Lloyd Shepherd from the Guardian Unlimited team wrote an interesting piece the other day about editing by audience consensus, in the context of Digg. For those who don't know it, Digg is 'a technology news website' where 'rather than allow an editor to decide which stories go on the homepage, the users do'. All very zeitgeist-y. But could a mass-appeal site like the Guardian really hand over control of its homepage to its users?
One site out there is testing the idea, so we'll find out soon enough. I was the lucky recipient this morning of a beta invite to something called Newsvine, 'where anyone can read, write and influence the news'. And at first glance, it's a fascinating idea.

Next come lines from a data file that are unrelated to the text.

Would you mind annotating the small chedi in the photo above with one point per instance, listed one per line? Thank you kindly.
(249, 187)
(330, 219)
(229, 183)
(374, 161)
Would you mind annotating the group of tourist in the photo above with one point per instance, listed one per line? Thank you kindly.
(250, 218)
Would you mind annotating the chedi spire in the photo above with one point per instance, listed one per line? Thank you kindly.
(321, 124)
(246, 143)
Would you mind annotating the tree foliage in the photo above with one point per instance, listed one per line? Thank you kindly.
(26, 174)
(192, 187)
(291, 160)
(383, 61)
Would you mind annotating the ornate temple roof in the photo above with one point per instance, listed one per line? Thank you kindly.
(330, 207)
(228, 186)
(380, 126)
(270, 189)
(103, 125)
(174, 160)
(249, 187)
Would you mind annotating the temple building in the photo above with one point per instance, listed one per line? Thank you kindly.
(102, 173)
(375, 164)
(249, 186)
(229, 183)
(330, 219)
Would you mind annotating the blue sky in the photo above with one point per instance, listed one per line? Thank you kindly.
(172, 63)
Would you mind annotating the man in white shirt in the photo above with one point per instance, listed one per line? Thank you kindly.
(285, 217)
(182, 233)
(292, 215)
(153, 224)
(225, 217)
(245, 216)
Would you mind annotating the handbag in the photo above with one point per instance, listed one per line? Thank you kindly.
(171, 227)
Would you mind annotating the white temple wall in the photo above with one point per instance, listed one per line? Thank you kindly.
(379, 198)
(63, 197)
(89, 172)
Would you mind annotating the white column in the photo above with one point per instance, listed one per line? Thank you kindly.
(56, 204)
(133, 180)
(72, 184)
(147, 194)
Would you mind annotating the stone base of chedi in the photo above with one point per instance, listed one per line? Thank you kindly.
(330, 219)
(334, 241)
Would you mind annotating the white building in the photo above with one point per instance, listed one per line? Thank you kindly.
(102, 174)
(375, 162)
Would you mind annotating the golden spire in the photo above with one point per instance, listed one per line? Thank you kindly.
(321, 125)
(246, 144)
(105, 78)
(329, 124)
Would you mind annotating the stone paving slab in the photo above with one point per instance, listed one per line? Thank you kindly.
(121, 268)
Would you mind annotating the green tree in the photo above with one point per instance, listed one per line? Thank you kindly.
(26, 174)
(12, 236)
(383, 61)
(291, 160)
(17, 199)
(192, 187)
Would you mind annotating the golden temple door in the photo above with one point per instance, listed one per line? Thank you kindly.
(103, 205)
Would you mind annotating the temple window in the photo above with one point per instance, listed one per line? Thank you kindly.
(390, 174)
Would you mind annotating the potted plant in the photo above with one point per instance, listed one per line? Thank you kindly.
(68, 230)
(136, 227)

The core of the site, for now anyway, is the usual supply of AP newswire copy. But you can vote to make a story more prominent on the homepage, like Digg. You can add comments to the bottom of stories, like on a blog. You can get a personal 'column' (ie. blog) which forms part of the newspaper. There's a del.icio.us-style concept of 'seeding', where you can contribute links to external news sources. Plus, it goes without saying, all the (increasingly) usual RSS and tagging options. And probably a few other things I haven't spotted yet.
Like its evolutionary predecessor Slashdot, I don't really see Digg having the mass appeal to take it beyond what Geoffrey Moore's book Crossing The Chasm calls the 'technology enthusiasts' crowd. But Newsvine shows how the same idea could be applied to more generalist-friendly contexts. Like the Guardian?